「…ほら、隅っこ端っこ狭いところが好きな人とかいるじゃん?」


「いるんですか?」


「結構いると思うよ?まぁ、そう言うわけで、先生もその人種なわけよ。」


「どう言う訳かはわかりませんけど、そうなんですか。」


「そうなんです。隅っこ大好きなのよ。」


「ちょっと理解しかねます。」


「もー、そう言うなよー冷たいわー。あ、会長くんも一回入ってみればわかるんじゃん?入ってみなよ!」




グイグイと引っ張られ、先ほどまで先生が座っていた隅っこに押しやられる。


この椅子は来客用のを片付けてあるのかと思ってたら、先生が隅っこに座る用だったようだ。




「ね?落ち着くでしょ?」





椅子に座る俺を見下ろす先生の目が優しく細められ、瞬間的に左胸のあたりが鳴ったが、そこは気付かないふりをして、先生に笑いかける。




「意外と、いいですね。」



でしょー!とニコニコする先生を見て、正直落ち着いてなんかいないが、この感覚は嫌いじゃない。
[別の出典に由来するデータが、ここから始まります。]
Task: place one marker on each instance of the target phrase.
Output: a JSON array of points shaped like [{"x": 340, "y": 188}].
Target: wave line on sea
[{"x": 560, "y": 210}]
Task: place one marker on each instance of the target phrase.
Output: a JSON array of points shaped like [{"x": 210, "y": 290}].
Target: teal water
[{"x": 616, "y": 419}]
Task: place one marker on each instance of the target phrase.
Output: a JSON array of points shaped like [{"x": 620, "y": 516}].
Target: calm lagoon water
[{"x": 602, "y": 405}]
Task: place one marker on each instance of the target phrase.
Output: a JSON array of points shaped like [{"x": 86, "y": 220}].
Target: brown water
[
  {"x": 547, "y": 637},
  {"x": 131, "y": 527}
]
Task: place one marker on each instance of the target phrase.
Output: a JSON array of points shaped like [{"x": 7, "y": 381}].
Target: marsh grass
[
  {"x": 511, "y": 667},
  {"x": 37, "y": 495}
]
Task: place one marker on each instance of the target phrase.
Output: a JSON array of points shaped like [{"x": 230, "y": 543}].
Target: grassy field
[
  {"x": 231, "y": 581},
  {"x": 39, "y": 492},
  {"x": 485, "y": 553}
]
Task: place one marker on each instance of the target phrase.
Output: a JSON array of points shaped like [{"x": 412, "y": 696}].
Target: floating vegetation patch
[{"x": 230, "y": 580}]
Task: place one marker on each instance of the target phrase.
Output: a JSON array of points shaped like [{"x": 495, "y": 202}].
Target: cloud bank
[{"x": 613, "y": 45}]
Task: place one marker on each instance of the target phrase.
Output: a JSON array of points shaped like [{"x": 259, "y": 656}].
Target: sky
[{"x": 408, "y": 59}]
「今日は特別にその場所を貸してあげよう。あ、それでなんの用事だっけ?」




「…先生とお昼ご飯を一緒に食べたいと思っただけですよ。」




せっかく貸してもらったんだ、勉強なんか後でもできる。

今は先生との時間を大切にしよう。




「ダメですか?」



ちなみに、先生がこの顔に弱いのは把握済みだ。